Number Theory Basics¶

Number theory basics is the layer where arithmetic stops being about decimal values and starts being about divisibility structure.

This topic is the entry point for:

gcd / lcm
prime factorization
divisor counting
sieve-style preprocessing
the prime-exponent worldview behind many contest math problems

It is a family page, not one single trick. The goal is to know which primitive to reach for, why it works, and when a problem is really about divisibility rather than raw numeric simulation.

At A Glance¶

Use when: the statement smells like divisibility, gcd/lcm, factors, or repeated factorization
Core worldview: represent integers by their prime exponents whenever possible
Main tools: Euclid, trial division, sieve of Eratosthenes, SPF sieve, linear sieve
Typical complexity: gcd in O(log n), one factorization by trial division in O(\sqrt{n}), SPF preprocessing in near-linear time
Main trap: solving a divisibility problem at the value level when the clean argument lives per prime

Problem Model And Notation¶

We work over positive integers unless stated otherwise.

Standard notation:

d | n means "d divides n"
gcd(a, b) is the greatest common divisor
lcm(a, b) is the least common multiple

If

\[ n = \prod_{i=1}^{k} p_i^{e_i} \]

is the prime factorization of n, then the exponents e_i are the real structural information.

Two especially important arithmetic functions are:

\[ \tau(n) = \text{number of positive divisors of } n \]

and

\[ \sigma(n) = \text{sum of positive divisors of } n. \]

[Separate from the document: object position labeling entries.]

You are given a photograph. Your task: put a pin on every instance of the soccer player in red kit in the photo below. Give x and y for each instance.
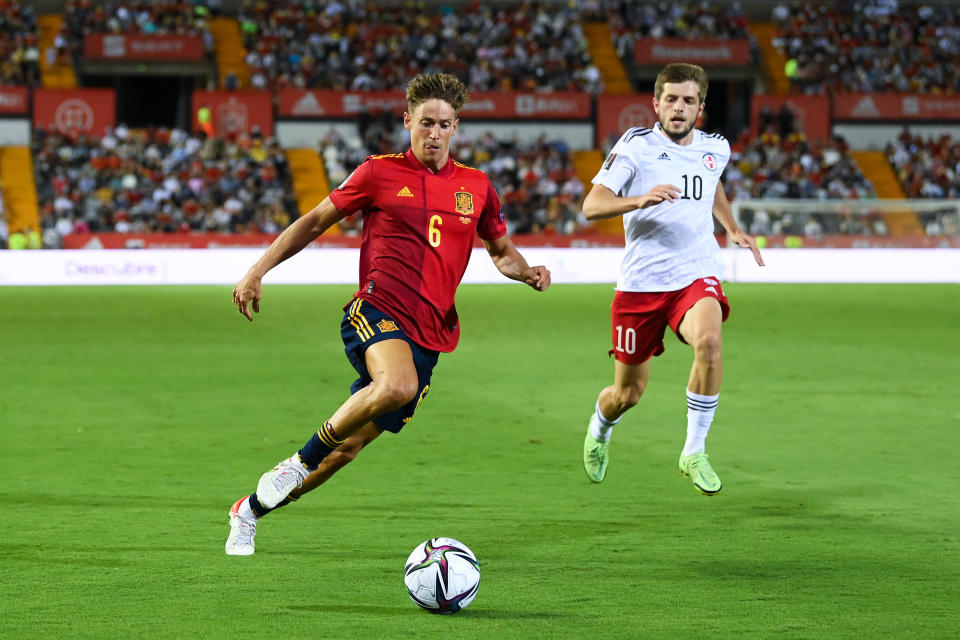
(421, 211)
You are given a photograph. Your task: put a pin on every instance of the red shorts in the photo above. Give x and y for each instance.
(639, 320)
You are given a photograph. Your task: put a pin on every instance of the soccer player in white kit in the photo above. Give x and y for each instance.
(665, 182)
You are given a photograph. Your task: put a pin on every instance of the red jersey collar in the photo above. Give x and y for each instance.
(416, 164)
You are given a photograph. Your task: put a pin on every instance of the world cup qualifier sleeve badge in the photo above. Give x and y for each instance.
(464, 203)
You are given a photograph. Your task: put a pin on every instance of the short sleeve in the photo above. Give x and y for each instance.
(491, 225)
(618, 168)
(356, 192)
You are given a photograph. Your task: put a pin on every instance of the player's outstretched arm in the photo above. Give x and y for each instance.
(511, 264)
(294, 238)
(601, 202)
(724, 215)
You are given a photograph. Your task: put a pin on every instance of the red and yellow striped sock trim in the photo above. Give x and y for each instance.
(328, 437)
(359, 322)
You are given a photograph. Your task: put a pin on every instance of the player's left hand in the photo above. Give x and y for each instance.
(537, 277)
(747, 241)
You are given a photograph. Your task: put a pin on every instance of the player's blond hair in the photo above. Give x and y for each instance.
(681, 72)
(442, 86)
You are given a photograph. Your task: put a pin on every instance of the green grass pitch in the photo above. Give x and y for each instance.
(133, 417)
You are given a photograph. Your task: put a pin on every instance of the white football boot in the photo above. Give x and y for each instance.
(242, 532)
(276, 484)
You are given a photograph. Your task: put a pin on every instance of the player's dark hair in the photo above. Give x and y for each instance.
(442, 86)
(681, 72)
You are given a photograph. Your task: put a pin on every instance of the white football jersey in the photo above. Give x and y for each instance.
(671, 244)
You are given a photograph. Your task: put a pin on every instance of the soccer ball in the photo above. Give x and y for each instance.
(442, 575)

This page focuses on the contest layer built on:

divisibility facts
Euclid's algorithm
prime factorization
divisor formulas
sieve preprocessing

The most important next bridge pages after this one are:

From Brute Force To The Right Idea¶

Brute Force: Treat The Number As A Black Box¶

A beginner approach to number-theory-flavored tasks is often:

test every possible divisor
recompute gcd from scratch everywhere
factor every number independently with trial division
reason directly with values instead of structure

That works for tiny inputs, but it scales badly once:

there are many queries
the same arithmetic structure repeats
the real answer depends on which primes divide a number, not on the number's decimal form

The First Shift: Think In Divisibility, Not Values¶

When a problem asks:

whether something divides something else
whether two numbers are coprime
what the gcd/lcm is
how many divisors a number has

the correct mental object is usually not the number itself.

It is:

its prime support
or the exponent of each prime

This is why the same problem often becomes much simpler after factorization.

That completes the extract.